There are also parametric types like Array, List, Set, Map etc. Given a type like this:

lookup :: forall x . Array x -> Int -> x

Here we know nothing about the type of 'x' inside the definition of 'lookup', but we can still define lookup knowing only that it is an array.

The observation about composition is just higher order functions, so given:

lookup :: forall x . Array x -> Int -> x
insert :: forall x . Array x -> Int -> x -> ()

move :: forall x . (Int -> x) -> (Int -> x -> ()) -> Int -> Int -> ()
move src dst a b = dst b (src a)

move (lookup src_array) (insert dst_array) 1 2

Note the definition of move does not need to know the type of 'x' and thanks to partial-application, it also knows nothing about the type of container (it would work on any container with 'lookup' and 'insert' of the appropriate types.

In the assembly we can just assume 'a' and 'b' are single machine word values and call the appropriate functions. Really all move is doing is argument forwarding to other functions.

That's one way to think of it

In the assembly we can just assume 'a' and 'b' are single machine word values and call the appropriate functions.

But it's also valid to think of polymorphic values as sets of values indexed by type. Then the OP would like to conflate members of this set with "equivalent representations" and (I assume) equivalent behavior.

Making all values representable in a machine word does trivially let you conflate multiple polymorphic instantiations, but it may have other undesirable consequences ...

Implementation Details

I agree that you can view polymorphic values as sets of values indexed by type, but the 'move' function is still just forwarding its arguments. There are several solutions to this - you could pass everything by reference, so the arguments are always pointers like Java. You can make 'sizeof' a primitive operation on all types, so that you can write a generic copy function to forward arguments like 'C' (this is probably the way I would actually implement this). I was just trying to keep it simple. I prefer to think of a universally quantified type as 'any possible' type, so you cannot know anything about the type, except for the 'C' like case you would replace "forall a ." with "forall a . Sizeable a =>" which seems reasonable and allows a single instantiation of a generic function to handle all possible types.

Edit: a further thought is that universal quantification implies passing by reference, we can consider copying an optimisation where the type is sizeable. An alternative interpretation is that of beta-reduction, where we effectively remove the 'move' function by AST rewriting before code generation, for this we only require type identity.

Parametrized types can do the job.

Parametrized types can do the job.

For example,

Identity◅aType▻.[x:aType]:aType ≡ x

For example IdentityInteger▻.[3] is the same as 3.

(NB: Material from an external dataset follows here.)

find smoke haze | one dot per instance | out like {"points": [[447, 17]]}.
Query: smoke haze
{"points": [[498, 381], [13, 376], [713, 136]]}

ToString◅aType▻.[x:aType⊇Showable]:String ≡ x.show[ ]

where ⊇ indicates that aType must extend Showable, which implements the show message.

Incremental computation at the type level?

You might want to look, on implementations of polymorphism, at this article. C++ templates relate to monomorphization, you seem to be looking for some analogue of dictionary passing (though your dictionaries are empty, or only contain the result of sizeof on the type).

What you actually show does not look like a differential, just like some type-level function. You write CallConv[List[T]] == CallConv[Object]; in differential terms, I would say something like CallConv'[Object, List[T] - Object] = Nil. That is, the finite difference of CallConv, applied to the input Object and the input change List[T] - Object, gives a nil change (you seem to assume that nil changes don't exist, but algebraically they have the same advantages as the 0 number). Are you looking for the latter?